An important service for patients and their families is the School Re-Entry Program, offered to all school districts on Long Island free of charge. It has received both regional and national recognition for its excellence in helping children transition back to school. For more information, call (631) 444-7521.
Play Fit, Stay Fit!, a comprehensive wellness program for pediatric cancer survivors and their families, meets twice a week for 12 weeks, and one session is offered each fall and spring. The program is open to child survivors of cancer and children with blood disorders between the ages of 4 and 18 and is free for the entire family. Participants engage in fun, group activities designed to improve endurance, strength, coordination, and overall confidence. For more information, call (631) 444-6169.

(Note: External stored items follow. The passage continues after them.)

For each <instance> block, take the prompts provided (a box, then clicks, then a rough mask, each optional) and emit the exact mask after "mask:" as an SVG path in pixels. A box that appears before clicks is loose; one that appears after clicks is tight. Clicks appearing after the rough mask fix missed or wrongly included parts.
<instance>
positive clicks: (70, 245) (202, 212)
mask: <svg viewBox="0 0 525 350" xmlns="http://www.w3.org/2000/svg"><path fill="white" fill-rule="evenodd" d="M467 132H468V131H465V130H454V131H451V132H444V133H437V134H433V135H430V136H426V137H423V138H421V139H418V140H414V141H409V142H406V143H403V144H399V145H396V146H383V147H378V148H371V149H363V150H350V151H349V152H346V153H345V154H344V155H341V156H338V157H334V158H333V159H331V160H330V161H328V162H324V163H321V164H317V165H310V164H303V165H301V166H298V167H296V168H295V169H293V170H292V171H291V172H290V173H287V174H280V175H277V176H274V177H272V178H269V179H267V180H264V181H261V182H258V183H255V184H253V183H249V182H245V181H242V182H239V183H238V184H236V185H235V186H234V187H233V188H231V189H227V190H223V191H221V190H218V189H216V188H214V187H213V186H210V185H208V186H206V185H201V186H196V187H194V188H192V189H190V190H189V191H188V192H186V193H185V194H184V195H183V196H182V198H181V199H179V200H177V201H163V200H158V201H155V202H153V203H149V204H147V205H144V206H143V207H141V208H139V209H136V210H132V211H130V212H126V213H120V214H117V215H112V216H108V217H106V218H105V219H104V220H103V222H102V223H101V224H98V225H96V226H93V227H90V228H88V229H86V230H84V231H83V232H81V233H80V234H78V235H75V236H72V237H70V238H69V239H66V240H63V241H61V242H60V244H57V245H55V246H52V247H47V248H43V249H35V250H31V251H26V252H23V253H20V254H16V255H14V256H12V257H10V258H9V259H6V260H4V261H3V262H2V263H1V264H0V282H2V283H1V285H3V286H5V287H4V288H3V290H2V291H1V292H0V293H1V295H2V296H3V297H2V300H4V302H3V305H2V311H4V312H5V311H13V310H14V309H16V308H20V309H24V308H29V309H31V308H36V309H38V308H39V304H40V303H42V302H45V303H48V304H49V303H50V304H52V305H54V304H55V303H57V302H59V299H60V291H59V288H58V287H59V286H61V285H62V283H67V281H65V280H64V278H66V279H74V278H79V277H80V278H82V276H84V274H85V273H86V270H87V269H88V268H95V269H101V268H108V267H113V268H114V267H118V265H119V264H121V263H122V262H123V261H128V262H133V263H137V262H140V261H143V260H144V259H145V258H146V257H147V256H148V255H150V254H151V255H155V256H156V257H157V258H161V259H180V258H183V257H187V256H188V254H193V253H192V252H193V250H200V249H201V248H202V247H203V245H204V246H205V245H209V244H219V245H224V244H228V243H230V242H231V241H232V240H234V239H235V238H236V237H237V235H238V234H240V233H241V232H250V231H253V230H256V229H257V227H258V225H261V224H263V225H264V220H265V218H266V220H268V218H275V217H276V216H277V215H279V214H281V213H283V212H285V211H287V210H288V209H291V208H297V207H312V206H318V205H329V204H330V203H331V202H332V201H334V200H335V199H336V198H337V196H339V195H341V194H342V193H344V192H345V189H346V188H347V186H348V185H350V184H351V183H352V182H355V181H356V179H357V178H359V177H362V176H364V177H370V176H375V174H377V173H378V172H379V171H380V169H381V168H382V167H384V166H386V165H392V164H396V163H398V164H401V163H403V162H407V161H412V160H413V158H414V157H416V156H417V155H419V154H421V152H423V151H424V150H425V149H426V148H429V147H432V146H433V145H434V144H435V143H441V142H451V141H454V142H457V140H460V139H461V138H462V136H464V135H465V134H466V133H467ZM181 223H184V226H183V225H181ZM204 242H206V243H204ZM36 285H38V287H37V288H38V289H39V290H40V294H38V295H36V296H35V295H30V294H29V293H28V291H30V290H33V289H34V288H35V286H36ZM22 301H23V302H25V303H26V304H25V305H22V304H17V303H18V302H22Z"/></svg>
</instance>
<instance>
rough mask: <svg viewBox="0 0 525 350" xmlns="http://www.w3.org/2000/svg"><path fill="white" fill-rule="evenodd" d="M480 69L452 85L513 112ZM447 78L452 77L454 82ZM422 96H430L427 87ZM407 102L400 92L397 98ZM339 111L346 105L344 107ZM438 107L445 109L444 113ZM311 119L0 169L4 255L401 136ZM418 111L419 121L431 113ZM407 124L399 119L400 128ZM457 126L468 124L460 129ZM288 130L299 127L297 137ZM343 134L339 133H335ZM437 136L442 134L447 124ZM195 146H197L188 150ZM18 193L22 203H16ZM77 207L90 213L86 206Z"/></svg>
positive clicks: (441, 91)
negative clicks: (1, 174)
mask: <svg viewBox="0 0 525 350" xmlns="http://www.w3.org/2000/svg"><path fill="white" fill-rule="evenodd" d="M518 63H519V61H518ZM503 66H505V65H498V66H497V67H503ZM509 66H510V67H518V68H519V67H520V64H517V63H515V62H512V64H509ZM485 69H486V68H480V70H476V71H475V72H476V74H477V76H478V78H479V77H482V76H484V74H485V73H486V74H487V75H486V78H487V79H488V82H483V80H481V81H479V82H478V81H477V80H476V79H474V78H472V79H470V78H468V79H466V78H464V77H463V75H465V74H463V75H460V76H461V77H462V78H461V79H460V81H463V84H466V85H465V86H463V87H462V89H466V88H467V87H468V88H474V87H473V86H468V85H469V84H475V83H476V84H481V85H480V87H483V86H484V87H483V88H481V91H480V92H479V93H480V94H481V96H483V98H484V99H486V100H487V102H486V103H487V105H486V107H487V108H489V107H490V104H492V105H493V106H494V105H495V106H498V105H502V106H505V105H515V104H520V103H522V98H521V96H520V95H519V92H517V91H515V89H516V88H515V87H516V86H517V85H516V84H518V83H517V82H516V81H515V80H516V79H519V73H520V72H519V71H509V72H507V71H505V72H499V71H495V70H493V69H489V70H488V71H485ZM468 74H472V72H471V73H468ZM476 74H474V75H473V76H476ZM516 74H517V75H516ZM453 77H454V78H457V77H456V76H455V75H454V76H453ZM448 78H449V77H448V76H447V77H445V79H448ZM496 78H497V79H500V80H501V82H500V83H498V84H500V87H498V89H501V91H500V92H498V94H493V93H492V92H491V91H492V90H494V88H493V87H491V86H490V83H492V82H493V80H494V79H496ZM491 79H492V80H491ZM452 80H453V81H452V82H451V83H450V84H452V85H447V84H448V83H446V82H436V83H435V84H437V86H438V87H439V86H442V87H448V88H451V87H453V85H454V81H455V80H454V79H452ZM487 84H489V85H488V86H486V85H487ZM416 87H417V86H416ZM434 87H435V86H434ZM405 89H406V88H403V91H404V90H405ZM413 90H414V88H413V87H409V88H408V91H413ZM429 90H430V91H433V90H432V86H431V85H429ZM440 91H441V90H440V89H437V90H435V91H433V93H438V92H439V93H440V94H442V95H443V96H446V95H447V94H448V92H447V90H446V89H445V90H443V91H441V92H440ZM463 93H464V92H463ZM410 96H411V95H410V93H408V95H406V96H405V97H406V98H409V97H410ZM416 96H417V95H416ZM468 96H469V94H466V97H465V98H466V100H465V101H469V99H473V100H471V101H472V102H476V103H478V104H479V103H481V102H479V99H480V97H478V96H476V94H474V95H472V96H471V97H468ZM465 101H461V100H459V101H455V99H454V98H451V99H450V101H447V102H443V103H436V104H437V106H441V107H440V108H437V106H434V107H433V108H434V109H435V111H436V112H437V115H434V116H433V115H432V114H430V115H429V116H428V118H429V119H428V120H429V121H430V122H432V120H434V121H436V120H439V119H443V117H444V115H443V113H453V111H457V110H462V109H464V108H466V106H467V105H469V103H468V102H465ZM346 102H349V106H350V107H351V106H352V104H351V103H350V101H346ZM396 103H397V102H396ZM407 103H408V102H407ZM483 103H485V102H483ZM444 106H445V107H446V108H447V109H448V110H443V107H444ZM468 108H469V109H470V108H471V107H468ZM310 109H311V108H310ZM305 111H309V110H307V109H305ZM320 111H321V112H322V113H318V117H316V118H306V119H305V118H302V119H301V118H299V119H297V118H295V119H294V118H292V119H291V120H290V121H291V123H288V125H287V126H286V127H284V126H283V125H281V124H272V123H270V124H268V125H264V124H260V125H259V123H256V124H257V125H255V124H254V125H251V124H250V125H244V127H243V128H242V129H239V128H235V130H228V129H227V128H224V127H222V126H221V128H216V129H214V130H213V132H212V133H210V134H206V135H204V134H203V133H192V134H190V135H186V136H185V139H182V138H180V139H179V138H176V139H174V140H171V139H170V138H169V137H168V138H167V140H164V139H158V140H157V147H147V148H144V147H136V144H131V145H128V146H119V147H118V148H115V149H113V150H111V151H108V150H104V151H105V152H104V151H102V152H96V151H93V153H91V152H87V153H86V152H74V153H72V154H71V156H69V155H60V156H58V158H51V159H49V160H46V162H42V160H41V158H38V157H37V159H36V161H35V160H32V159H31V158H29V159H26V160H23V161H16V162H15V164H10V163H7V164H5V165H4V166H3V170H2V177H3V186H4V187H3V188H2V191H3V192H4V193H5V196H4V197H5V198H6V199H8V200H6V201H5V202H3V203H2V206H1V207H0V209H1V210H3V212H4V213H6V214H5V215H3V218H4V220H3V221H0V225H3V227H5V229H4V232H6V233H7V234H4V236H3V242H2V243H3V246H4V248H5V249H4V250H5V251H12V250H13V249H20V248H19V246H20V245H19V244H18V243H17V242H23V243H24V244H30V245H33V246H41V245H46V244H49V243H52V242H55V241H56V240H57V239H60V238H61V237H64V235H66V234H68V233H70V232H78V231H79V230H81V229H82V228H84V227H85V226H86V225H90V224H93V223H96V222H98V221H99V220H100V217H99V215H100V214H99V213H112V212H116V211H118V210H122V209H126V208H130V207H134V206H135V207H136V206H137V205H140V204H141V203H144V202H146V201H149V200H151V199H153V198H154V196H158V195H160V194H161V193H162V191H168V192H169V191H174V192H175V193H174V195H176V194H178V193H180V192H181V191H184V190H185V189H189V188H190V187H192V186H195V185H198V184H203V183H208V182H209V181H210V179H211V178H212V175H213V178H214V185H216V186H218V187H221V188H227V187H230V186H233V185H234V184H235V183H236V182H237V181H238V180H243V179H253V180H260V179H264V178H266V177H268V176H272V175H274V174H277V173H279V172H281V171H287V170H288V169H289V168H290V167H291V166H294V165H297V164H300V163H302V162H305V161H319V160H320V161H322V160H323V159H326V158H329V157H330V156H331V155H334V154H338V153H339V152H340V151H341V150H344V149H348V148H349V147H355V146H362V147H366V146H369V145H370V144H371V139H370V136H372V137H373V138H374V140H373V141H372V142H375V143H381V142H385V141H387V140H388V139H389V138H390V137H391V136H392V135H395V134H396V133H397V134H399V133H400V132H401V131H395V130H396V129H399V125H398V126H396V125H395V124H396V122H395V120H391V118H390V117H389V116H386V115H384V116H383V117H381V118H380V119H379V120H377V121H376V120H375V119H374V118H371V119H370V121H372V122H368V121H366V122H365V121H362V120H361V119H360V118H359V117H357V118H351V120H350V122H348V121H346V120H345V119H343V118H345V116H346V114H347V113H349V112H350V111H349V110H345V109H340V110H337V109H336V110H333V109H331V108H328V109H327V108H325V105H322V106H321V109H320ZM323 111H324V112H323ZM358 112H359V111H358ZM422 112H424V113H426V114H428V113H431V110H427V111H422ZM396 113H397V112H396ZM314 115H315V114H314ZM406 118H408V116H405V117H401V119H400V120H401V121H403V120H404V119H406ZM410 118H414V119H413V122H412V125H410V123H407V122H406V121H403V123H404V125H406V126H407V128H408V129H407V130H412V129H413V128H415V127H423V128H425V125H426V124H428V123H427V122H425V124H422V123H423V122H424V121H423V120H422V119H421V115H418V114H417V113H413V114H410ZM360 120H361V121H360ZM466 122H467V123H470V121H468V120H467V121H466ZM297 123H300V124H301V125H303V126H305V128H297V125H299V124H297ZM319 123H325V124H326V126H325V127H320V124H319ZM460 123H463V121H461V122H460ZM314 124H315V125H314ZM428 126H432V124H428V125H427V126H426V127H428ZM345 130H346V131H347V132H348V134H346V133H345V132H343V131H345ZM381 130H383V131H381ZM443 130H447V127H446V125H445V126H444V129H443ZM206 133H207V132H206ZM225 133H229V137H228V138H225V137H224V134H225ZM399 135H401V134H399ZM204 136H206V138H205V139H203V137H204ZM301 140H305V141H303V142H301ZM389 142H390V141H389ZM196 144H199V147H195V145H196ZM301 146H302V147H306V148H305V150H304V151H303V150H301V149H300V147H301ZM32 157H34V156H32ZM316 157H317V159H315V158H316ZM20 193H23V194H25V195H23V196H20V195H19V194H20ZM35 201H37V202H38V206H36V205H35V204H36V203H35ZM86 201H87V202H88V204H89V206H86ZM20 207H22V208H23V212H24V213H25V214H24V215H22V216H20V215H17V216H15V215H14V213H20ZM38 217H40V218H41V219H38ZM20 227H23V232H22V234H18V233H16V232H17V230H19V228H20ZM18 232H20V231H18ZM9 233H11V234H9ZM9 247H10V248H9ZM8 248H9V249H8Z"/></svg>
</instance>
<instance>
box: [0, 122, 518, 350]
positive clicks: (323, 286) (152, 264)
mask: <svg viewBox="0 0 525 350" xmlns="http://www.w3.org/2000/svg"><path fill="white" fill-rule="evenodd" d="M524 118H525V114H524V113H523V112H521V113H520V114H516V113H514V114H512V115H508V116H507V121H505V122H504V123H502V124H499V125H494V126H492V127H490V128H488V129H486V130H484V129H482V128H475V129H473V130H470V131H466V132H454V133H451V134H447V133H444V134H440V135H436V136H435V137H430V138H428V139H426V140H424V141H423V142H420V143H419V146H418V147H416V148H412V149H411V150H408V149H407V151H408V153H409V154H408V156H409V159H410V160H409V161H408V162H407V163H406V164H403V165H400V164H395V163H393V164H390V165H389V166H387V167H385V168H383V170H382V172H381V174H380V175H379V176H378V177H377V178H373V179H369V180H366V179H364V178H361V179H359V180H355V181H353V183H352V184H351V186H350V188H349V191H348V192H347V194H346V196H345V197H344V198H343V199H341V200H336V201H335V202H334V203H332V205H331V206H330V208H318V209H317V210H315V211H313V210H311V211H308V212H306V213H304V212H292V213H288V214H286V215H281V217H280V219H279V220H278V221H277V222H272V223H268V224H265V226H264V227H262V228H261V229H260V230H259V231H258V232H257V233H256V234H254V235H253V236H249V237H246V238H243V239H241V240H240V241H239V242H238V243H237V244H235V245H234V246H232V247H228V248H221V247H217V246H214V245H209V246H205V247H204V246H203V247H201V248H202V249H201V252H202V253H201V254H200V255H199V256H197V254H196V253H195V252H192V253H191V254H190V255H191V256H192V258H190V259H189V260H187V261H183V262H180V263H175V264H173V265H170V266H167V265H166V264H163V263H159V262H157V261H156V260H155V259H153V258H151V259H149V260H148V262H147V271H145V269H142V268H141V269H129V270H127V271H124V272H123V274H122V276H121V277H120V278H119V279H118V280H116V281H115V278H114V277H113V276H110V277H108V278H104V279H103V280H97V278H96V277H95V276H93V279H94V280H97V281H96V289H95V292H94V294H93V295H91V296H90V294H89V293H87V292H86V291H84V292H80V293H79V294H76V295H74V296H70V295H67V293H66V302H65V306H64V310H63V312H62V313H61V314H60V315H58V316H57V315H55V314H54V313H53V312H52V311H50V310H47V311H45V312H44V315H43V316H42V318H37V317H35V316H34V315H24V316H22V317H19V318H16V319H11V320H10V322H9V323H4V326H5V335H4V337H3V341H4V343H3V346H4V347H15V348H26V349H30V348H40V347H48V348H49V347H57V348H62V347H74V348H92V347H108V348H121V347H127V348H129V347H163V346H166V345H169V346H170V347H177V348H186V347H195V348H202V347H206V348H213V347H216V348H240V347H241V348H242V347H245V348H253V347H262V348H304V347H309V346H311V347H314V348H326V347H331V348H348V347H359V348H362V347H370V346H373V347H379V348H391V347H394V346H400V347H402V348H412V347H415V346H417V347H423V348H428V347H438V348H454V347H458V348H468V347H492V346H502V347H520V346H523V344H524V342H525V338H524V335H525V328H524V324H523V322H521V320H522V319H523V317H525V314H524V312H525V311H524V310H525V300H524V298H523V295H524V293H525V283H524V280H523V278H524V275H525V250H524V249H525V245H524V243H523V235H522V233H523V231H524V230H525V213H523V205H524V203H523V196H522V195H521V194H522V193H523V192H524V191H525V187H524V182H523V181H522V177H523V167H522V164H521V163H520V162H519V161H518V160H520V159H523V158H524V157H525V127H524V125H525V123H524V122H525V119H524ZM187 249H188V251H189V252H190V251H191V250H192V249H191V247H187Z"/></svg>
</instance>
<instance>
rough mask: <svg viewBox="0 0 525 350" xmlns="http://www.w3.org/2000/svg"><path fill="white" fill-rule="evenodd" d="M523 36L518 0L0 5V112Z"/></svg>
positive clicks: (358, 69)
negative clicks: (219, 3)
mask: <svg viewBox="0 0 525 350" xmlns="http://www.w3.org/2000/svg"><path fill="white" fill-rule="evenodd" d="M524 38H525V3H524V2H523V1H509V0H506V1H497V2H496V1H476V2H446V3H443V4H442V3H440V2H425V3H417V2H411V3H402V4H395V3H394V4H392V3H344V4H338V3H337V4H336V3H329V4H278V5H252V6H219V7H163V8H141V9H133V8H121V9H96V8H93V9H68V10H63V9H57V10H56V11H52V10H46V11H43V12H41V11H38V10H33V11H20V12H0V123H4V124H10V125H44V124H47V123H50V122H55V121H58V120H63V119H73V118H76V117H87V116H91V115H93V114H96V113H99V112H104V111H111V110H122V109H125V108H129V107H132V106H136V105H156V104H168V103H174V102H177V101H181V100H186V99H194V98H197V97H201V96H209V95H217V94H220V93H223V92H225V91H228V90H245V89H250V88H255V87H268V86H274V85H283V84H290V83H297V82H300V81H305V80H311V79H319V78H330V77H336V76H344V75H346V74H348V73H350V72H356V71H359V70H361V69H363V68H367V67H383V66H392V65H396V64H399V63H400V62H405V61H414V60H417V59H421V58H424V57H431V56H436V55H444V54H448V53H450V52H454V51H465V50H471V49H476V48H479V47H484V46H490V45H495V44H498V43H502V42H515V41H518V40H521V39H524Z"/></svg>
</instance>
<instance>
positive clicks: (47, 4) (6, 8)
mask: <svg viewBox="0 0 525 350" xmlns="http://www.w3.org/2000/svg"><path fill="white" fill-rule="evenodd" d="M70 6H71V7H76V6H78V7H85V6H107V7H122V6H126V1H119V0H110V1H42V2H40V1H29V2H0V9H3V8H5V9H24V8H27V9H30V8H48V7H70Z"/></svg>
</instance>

The Living in Love Palliative Care and Bereavement Program was established to meet the needs of children diagnosed with life limiting cancer and their families. The focus is to promote comfort care while maximizing quality of life. Support is extended to the families during palliative care and continues throughout bereavement. Living in Love's mission is to relieve or minimize the physical, emotional, psychological pain and suffering of children diagnosed with life threatening illnesses and their families through palliative, end of life and bereavement care. The program's interdisciplinary team members provide comprehensive, compassionate quality care, sensitive to the cultural and spiritual diversity of the families.
In collaboration with Stony Brook University Athletics and school districts in the community, the pediatric hematology/oncology team provides a social program, Play It Forward, for pediatric patients while they are receiving treatment at the Cancer Center. Student–athletes interact, read, play, and give the children their undivided attention on days when they are receiving treatment. These encounters help ease the burden of treatment for the children and their parents and provide the student-athletes with a strong sense of giving back.
The “Rising Stars” Talent Show and Art Exhibit is held annually to celebrate the lives of our pediatric patients. This forum provides an opportunity to promote a sense of purpose, accomplishment, and self-confidence among these children. Siblings, who are also effected by the child’s illness, are recognized for their involvement. “Rising Stars” allows children to express themselves through theater and art.
• Our Little Heroes, a parent support network, and which is open to all Suffolk County families, regardless of where they receive treatment.
• All graduates of the Pediatric Oncology Program at Stony Brook Medicine who are pursuing post High School education or training are eligible to receive the Daniel Brooks Memorial Educational Award for Students with Cancer. This Award was established in memory of Dan Brooks, who completed treatment for leukemia at Stony Brook, then went on to obtain his degree in Special Education. Sadly, Dan’s life was cut tragically short in a motor vehicle accident. His spirit, dedication to education, and children with cancer, prevail through this program.
Because comfort and quality of life are so important to patients with cancer, particularly children, the department continually seeks ways to improve both. “Splashes of Hope,” colorful sea-themed murals, recently were installed in clinical exam rooms, chemotherapy infusion areas, and in the waiting area to help the children to relax. This was funded by a grant from the Laurence W. Levine Foundation, which selected Stony Brook for the project, along with an additional grant secured by New York State Senator John Flanagan (R-East Northport).
In addition, Sunrise Day Camp, a day camp dedicated to children with cancer, started “Sunrise on Wheels” in which hospital volunteers bring a piece of the day camp experience to children in the Pediatric Hematology/ Oncology outpatient clinic while awaiting treatment.
Camp Adventure, a sleep-over camp, sponsored by the American Cancer Society, is for children with cancer and their siblings. Typically, 30 to 40 percent of all children who attend this camp annually come from Stony Brook. Several of the camp counselors are "graduates" of the Stony Brook program. Staff members are regular volunteers at the camp, including both RNs and NPs who serve as medical support to ensure that all children continue to receive their medications during camp week. Dr. Robert Parker is the consulting oncologist for the camp and a regular on-site volunteer.
In addition, Stony Brook Medicine is the facility identified for patient transport in the case of a serious illness or the need for more intensive diagnostic tests.